Tribunal Administratif de Lille — Décision N° TA59-2309053

lundi 18 décembre 2023

JuridictionTribunal Administratif de Lille
SectionTribunal Administratif de Lille
N° DossierTA59-2309053
TypeOrdonnance
RecoursExcès de pouvoir
PublicationC

Texte intégral

Vu la procédure suivante :

Par une requête enregistrée le 16 octobre 2023, M. A B, représenté par Me Ruef, demande au tribunal :

1°) de l'admettre au bénéfice de l'aide juridictionnelle provisoire ;

2°) d'annuler la décision du 26 septembre 2023 par laquelle le préfet du Nord a autorisé le concours de la force publique pour procéder à son expulsion du logement qu'il occupe à Lille, à compter du 9 octobre 2023, en application d'un jugement du 12 juin 2019 du tribunal d'instance de Lille ;

3°) de mettre à la charge de l'Etat, en cas d'admission définitive à l'aide juridictionnelle, la somme de 1 500 euros à verser à son conseil au titre des articles L. 761-1 du code de justice administrative et 37 de la loi du 10 juillet 1991 ;

4°) de mettre à la charge de l'Etat, en cas de rejet de sa demande d'admission à l'aide juridictionnelle, le versement d'une somme de 1 500 euros sur le fondement de l'article L. 761-1 du code de justice administrative.

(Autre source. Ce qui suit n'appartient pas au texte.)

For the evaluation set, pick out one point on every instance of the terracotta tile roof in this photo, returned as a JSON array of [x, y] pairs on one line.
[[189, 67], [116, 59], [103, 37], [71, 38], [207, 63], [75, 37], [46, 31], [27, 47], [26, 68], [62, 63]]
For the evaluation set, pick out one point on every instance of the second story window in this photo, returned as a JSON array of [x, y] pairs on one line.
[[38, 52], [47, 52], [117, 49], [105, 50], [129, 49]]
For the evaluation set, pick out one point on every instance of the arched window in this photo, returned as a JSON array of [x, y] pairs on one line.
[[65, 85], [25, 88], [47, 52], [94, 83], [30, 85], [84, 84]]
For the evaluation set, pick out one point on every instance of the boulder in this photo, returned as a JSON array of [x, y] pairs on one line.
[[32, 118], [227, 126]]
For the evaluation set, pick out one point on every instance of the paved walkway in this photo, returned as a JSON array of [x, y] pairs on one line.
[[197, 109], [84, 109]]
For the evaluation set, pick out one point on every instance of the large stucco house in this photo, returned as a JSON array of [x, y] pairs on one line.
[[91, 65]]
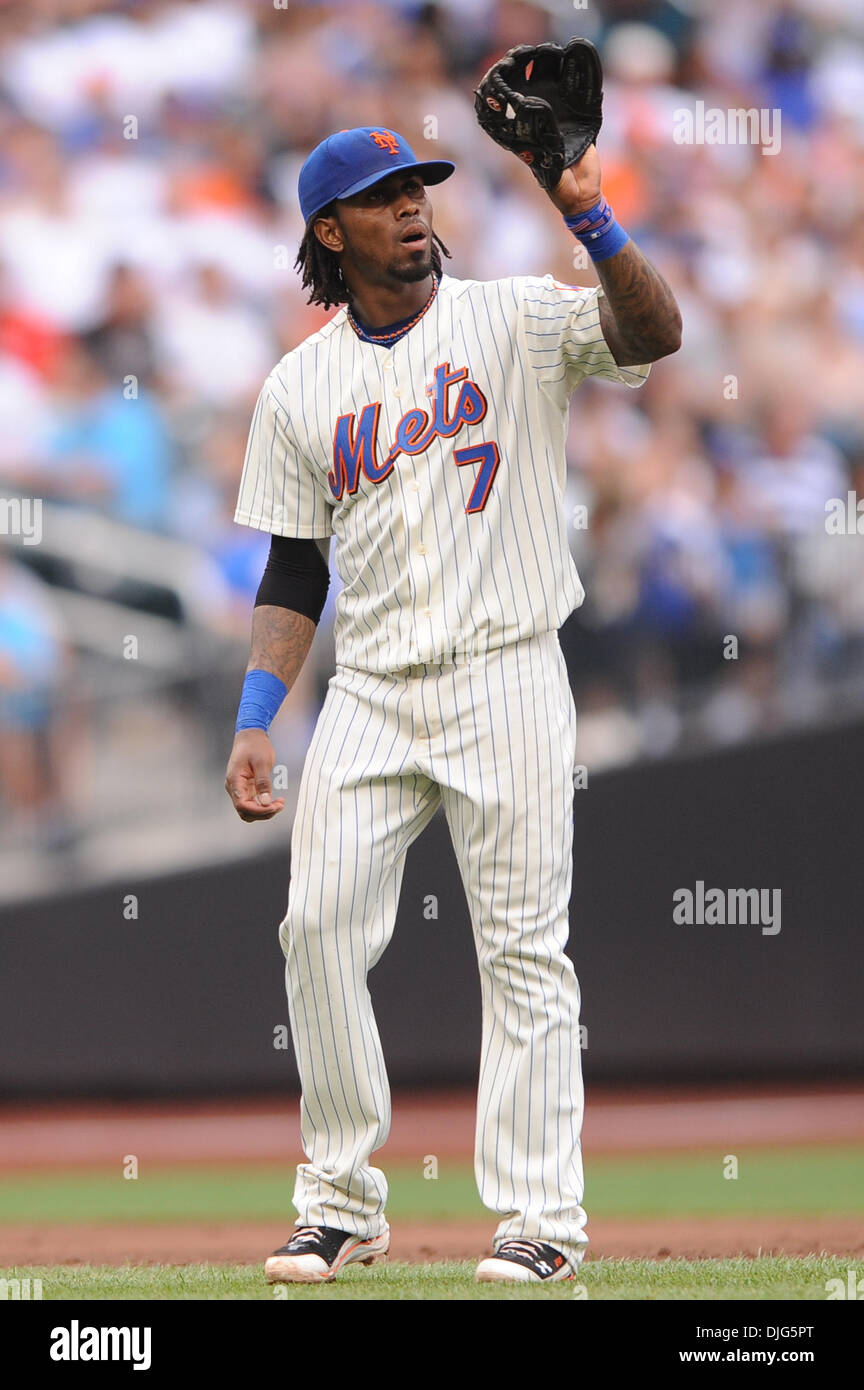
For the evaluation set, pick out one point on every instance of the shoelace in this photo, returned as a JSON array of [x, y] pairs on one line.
[[521, 1247], [310, 1233]]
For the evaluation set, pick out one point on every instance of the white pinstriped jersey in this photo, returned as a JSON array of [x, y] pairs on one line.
[[438, 466]]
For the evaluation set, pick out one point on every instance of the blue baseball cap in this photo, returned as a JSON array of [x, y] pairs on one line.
[[352, 160]]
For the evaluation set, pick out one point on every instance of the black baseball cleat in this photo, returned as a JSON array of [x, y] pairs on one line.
[[316, 1254], [524, 1261]]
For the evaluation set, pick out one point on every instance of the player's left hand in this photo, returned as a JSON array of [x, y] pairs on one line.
[[579, 186]]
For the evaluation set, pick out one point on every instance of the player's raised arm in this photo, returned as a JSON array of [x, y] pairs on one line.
[[639, 317], [288, 608], [545, 104]]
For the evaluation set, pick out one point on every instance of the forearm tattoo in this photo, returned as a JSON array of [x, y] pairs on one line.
[[639, 317]]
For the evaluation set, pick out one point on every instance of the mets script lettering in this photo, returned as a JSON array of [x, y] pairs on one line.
[[356, 441]]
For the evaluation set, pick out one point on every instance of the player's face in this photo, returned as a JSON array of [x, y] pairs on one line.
[[385, 232]]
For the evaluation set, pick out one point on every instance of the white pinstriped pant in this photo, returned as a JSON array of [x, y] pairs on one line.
[[491, 737]]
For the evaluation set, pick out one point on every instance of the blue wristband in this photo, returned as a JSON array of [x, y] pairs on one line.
[[260, 699], [597, 231]]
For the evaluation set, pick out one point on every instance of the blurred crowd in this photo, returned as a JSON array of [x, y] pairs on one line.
[[149, 157]]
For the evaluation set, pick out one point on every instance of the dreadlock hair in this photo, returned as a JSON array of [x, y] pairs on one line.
[[322, 273]]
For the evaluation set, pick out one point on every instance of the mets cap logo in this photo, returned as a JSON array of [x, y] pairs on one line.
[[385, 141]]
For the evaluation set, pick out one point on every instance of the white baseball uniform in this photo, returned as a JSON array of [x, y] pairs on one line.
[[439, 467]]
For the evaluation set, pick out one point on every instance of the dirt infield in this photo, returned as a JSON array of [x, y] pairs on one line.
[[250, 1241], [79, 1136], [435, 1122]]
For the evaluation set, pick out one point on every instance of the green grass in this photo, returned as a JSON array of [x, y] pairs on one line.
[[784, 1182], [603, 1279]]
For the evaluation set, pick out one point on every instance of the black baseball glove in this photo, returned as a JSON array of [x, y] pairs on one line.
[[545, 104]]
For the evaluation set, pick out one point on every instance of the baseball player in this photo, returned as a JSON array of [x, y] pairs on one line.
[[424, 428]]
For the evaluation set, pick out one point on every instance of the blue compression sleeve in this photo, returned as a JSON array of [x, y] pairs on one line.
[[597, 230], [260, 699]]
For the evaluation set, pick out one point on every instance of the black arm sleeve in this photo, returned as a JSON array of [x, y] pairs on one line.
[[296, 577]]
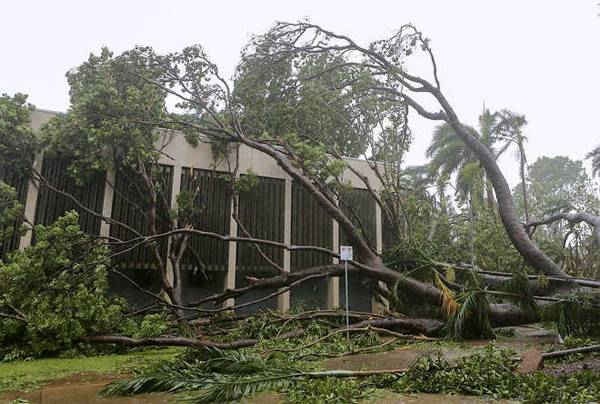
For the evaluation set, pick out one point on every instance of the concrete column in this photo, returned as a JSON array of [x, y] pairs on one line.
[[232, 258], [175, 189], [283, 300], [109, 193], [333, 283], [33, 188], [378, 229], [376, 306]]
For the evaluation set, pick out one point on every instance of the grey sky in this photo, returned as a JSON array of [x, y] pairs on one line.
[[539, 58]]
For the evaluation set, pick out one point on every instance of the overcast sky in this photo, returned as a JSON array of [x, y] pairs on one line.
[[539, 58]]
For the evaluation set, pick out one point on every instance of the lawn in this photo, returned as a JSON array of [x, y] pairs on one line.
[[31, 374]]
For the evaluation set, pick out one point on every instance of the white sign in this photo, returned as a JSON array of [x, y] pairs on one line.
[[346, 253]]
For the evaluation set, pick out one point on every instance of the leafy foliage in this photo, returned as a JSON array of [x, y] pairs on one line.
[[491, 373], [17, 140], [57, 290], [10, 211]]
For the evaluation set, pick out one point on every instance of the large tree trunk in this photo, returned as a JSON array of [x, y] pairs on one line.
[[514, 228]]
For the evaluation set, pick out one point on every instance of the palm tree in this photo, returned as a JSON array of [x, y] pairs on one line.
[[595, 156], [509, 130], [450, 156]]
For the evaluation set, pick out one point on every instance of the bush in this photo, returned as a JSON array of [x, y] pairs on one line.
[[491, 373], [55, 292]]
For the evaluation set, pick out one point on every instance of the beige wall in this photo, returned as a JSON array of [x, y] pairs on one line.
[[177, 152]]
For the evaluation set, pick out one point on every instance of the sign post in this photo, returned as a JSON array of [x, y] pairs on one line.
[[346, 255]]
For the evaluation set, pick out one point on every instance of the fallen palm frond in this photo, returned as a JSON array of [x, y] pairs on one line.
[[225, 376]]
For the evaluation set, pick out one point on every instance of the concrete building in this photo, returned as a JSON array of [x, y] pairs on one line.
[[285, 218]]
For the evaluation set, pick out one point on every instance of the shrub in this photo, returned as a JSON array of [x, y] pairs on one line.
[[55, 292]]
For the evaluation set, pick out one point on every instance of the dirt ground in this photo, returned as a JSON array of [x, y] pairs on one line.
[[84, 388]]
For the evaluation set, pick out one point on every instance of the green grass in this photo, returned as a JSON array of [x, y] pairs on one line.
[[31, 374]]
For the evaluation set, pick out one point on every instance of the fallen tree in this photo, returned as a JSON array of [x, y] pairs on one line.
[[124, 100]]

Par un mémoire en défense, enregistré le 4 décembre 2023, non communiqué, le préfet du Nord conclut au rejet de la requête.

Vu les autres pièces du dossier.

Vu :

- l'ordonnance du juge des référés du présent tribunal n° 2309037 du 19 octobre 2023 et son courrier de notification ;

- les autres pièces du dossier.

Vu le code de justice administrative.

Considérant ce qui suit :

1. Aux termes de l'article R. 222-1 du code de justice administrative : " () les présidents de formation de jugement des tribunaux () peuvent, par ordonnance : 1° Donner acte des désistements (). En outre l'article R. 612-5-2 de ce code dispose que : " En cas de rejet d'une demande de suspension présentée sur le fondement de l'article L. 521-1 au motif qu'il n'est pas fait état d'un moyen propre à créer, en l'état de l'instruction, un doute sérieux quant à la légalité de la décision, il appartient au requérant, sauf lorsqu'un pourvoi en cassation est exercé contre l'ordonnance rendue par le juge des référés, de confirmer le maintien de sa requête à fin d'annulation ou de réformation dans un délai d'un mois à compter de la notification de ce rejet. A défaut, le requérant est réputé s'être désisté. / Dans le cas prévu au premier alinéa, la notification de l'ordonnance de rejet mentionne qu'à défaut de confirmation du maintien de sa requête dans le délai d'un mois, le requérant est réputé s'être désisté () ".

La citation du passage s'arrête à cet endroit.